Poll responses ranged from 2.25%-2.50% to 3.75%-4.00%, reflecting uncertainty around economic growth, inflation, and speculation over who will succeed Jerome Powell as Fed chair in May.
A majority (76%) of economists flagged the risk that rates could be cut too low, raising concerns about the Fed’s independence amid ongoing political pressure.

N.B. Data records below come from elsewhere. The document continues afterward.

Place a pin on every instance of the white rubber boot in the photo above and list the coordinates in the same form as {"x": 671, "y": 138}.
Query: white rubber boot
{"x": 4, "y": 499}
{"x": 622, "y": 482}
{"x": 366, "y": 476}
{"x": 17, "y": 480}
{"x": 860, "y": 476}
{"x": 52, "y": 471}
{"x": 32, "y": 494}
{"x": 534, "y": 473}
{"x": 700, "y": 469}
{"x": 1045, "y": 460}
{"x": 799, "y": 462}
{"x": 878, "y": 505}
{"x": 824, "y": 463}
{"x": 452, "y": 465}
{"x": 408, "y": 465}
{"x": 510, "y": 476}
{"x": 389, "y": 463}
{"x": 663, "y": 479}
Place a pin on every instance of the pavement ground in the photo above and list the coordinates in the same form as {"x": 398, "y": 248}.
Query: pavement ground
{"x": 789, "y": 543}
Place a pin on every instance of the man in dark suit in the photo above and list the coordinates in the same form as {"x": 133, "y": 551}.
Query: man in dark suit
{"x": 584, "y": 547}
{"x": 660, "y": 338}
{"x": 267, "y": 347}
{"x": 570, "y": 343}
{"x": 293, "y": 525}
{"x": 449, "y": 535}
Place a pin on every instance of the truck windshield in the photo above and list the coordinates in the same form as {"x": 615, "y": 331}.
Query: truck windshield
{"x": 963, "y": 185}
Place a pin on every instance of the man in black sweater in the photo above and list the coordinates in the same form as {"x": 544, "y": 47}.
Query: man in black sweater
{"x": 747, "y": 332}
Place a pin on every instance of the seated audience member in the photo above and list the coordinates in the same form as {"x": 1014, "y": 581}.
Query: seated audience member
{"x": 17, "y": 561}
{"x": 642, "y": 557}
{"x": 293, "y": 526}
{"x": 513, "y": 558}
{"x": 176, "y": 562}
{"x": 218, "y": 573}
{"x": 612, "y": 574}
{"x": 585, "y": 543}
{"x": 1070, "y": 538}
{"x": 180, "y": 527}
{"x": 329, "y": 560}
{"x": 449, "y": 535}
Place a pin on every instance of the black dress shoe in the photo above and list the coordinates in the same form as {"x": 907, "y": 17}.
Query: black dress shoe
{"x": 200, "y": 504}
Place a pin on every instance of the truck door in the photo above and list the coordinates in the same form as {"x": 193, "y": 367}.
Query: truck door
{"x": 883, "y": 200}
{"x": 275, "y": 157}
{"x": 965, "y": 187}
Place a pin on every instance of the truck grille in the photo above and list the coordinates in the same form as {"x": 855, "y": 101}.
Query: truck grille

Lawrence Summers told attendees at the Mortgage Bankers Association event that the Fed is misjudging the economy’s neutral rate, suggesting interest rates may climb instead of decline. https://t.co/n42Ac49SLV
— Mortgage Professional America Magazine (@MPAMagazineUS) October 21, 2025
Delayed data, persistent inflation
A three-week government shutdown delayed key official data on employment and inflation, further complicating the Fed’s decision-making. Private-sector reports suggested modest layoffs and hiring, with the unemployment rate expected to hover around 4.3% through 2027.
ADP revealed that the private sector shed 32,000 jobs in September, while Challenger, Gray & Christmas reported 54,064 job cuts for the month. Hiring plans, meanwhile, have collapsed to the lowest level since 2009.
Meanwhile, inflation was projected to remain above the Fed’s 2% target, with upcoming data expected to show consumer inflation rising to 3.1% in September from 2.9% in August.